What if we wanted to make our function more flexible, such that users could determine what kind of categorical and numeric encoding schemes should be used?
In [15]:
def make_preprocessor(features):
    '''Create a column transformer that applies sensible preprocessing procedures.'''
    categorical_preprocessor = OneHotEncoder(handle_unknown="ignore")
    numeric_preprocessor = StandardScaler()
    numeric_columns = features.select_dtypes(exclude=object).columns
    categorical_columns = features.select_dtypes(include=object).columns
    preprocessor = ColumnTransformer([
        ('one-hot-encoder', categorical_preprocessor, categorical_columns),
        ('standard_scaler', numeric_preprocessor, numeric_columns)
    ])
    return preprocessor

One approach would be to add "categorical_preprocessor" and "numeric_preprocessor" parameters...

In [16]:
def make_preprocessor(features, categorical_preprocessor, numeric_preprocessor):
    '''Create a column transformer that applies sensible preprocessing procedures.'''
    numeric_columns = features.select_dtypes(exclude=object).columns
    categorical_columns = features.select_dtypes(include=object).columns
    preprocessor = ColumnTransformer([
        ('one-hot-encoder', categorical_preprocessor, categorical_columns),
        ('standard_scaler', numeric_preprocessor, numeric_columns)
    ])
    return preprocessor

This allows us to specify the precise transformations we want:

In [17]:
# Will work the same as the original
preprocessor = make_preprocessor(
    fake_features,
    categorical_preprocessor=OneHotEncoder(handle_unknown="ignore"),
    numeric_preprocessor=StandardScaler(),
)
In [18]:
from sklearn.preprocessing import Normalizer, OrdinalEncoder
# Uses different strategies
preprocessor = make_preprocessor(
    fake_features,
    categorical_preprocessor=OrdinalEncoder(),
    numeric_preprocessor=Normalizer(),
)

But this is a bit cumbersome - we have to specify all three arguments every time:

In [19]:
preprocessor = make_preprocessor(fake_features)
---------------------------------------------------------------------------
TypeError                                 Traceback (most recent call last)
/var/folders/9w/9m3mzyd96fbdm8q4sy2pjpdw0000gn/T/ipykernel_61981/3965947682.py in <module>
----> 1 preprocessor = make_preprocessor(fake_features)
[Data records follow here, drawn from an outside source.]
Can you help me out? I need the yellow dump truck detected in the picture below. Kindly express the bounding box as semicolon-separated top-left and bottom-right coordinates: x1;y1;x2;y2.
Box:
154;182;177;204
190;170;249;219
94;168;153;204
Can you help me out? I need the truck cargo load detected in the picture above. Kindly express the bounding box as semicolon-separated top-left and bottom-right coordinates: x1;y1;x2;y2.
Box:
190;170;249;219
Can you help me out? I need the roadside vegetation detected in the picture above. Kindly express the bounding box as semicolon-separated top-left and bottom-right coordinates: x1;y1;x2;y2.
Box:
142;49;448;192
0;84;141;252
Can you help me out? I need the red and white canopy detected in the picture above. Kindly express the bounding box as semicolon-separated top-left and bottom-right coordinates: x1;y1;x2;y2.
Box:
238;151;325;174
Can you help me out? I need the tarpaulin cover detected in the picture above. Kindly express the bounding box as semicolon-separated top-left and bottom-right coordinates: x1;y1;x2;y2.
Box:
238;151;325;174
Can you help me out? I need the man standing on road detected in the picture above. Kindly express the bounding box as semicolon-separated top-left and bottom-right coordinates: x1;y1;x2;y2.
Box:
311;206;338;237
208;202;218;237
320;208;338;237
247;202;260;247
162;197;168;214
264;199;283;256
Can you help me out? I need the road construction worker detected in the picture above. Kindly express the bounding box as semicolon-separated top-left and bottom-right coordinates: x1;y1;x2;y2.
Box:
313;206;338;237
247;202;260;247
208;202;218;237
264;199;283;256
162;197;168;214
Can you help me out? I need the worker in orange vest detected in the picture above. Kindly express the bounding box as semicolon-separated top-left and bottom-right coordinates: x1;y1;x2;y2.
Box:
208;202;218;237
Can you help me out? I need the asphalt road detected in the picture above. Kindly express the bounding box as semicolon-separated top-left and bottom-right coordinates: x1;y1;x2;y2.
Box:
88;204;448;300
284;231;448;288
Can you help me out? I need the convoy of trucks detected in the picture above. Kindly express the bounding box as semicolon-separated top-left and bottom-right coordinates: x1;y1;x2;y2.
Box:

TypeError: make_preprocessor() missing 2 required positional arguments: 'categorical_preprocessor' and 'numeric_preprocessor'

It would be nicer if these arguments were optional, and defaulted to the original choices...

In [20]:
def make_preprocessor(features, categorical_preprocessor=None, numeric_preprocessor=None):
    '''Create a column transformer that applies sensible preprocessing procedures.'''
    
    if categorical_preprocessor is None:
        categorical_preprocessor = OneHotEncoder(handle_unknown='ignore')
    if numeric_preprocessor is None:
        numeric_preprocessor = StandardScaler()
        
    numeric_columns = features.select_dtypes(exclude=object).columns
    categorical_columns = features.select_dtypes(include=object).columns
    preprocessor = ColumnTransformer([
        ('one-hot-encoder', categorical_preprocessor, categorical_columns),
        ('standard_scaler', numeric_preprocessor, numeric_columns)
    ])
    return preprocessor
In [21]:
preprocessor = make_preprocessor(fake_features)

Your Turn

Update your my_module.py file to reflect the changes we made above. Try testing out the new version with the below code:

In [22]:
import my_module

features, target = my_module.get_features_and_target(
    csv_file='../data/adult-census.csv',
    target_col='class',
)
features = features.drop('education-num', axis=1)
target = target.str.contains('>50K').astype(int)

preprocessor = my_module.make_preprocessor(features, numeric_preprocessor=Normalizer())
model = make_pipeline(preprocessor, LogisticRegression())

X_train, X_test, y_train, y_test = train_test_split(features, target, random_state=123)

_ = model.fit(X_train, y_train)
model.score(X_test, y_test)
Out[22]:
0.7806076488412087

Remember GitHub?¶

We always commit signicant code updates to GitHub, so let's stop now and push our changes.

Questions¶

Are there any questions before we move on?